Swedish TRUSTAM project receives Vinnova funding to bring federated learning AI to additive manufacturing quality control
Platform
Originally reported by 南极熊
The Swedish Innovation Agency Vinnova has awarded funding to the TRUSTAM (Trusted Federated Intelligence for Additive Manufacturing) project, a consortium including Interspectral, Saab, AMEXCI, and Scaleout Systems. The project aims to apply federated learning (FL) — a machine learning architecture where AI models train across distributed sites without sharing raw data — to industrial additive manufacturing quality control. Interspectral will lead development of local AI models that learn from each machine's unique process data, integrating monitoring, analysis, and decision-making into a continuous operational loop. The project runs through early 2028, culminating in full demonstrations and dissemination in aerospace and defense environments where quality traceability is non-negotiable.
This partnership directly addresses a structural bottleneck that has constrained AI adoption in safety-critical AM: the tension between collective intelligence and data sovereignty. As metal AM moves into regulated production paths in defense, aerospace, maritime, and energy, data management and cybersecurity have become primary scaling barriers, not secondary concerns. Interspectral's existing AM Explorer platform, already integrated into over 60% of metal AM machines and deployed at customers including GKN Aerospace and Volum-E, provides a mature foundation. The federated learning approach distinguishes TRUSTAM from single-site AI quality tools like Ai Build's path generation or Oqton's build quality platform, which improve first-print success rates and combine simulation, monitoring, and inspection but cannot share intelligence across sites without exposing proprietary process data.

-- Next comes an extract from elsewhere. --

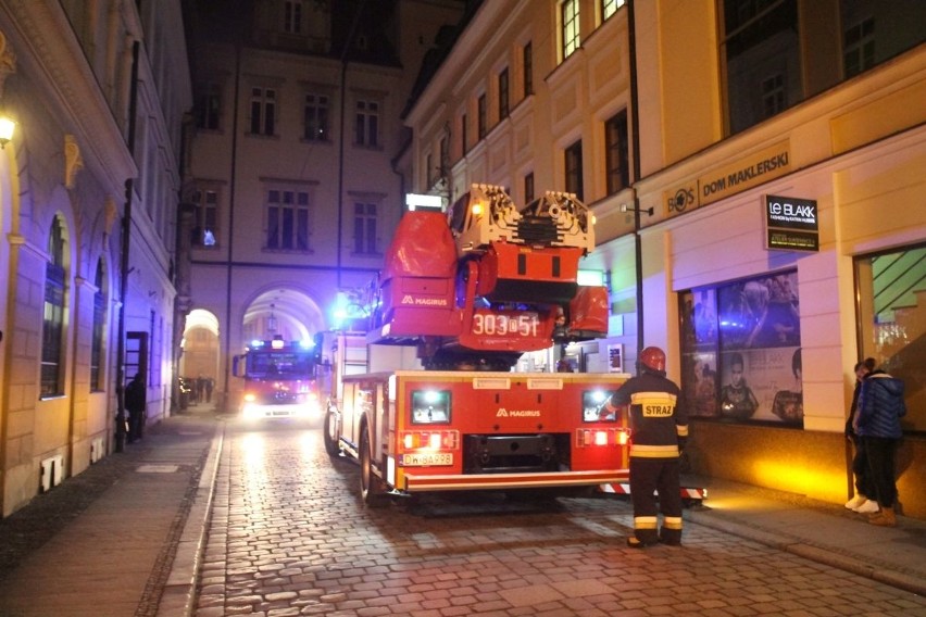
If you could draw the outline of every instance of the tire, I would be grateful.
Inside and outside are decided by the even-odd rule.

For Interspectral, this project validates its platform strategy and positions it to own the infrastructure layer for distributed, secure AI in AM quality assurance. The practical challenge is execution: federated learning in heterogeneous machine fleets with varying sensor configurations and process signatures is technically demanding, and the aerospace and defense qualification grind means any output must be verifiable, not just intelligent. If the consortium delivers a working framework by 2028, it will have built something the industry currently lacks — a way to pool learning across production sites without compromising the data sovereignty that primes, primes, primes.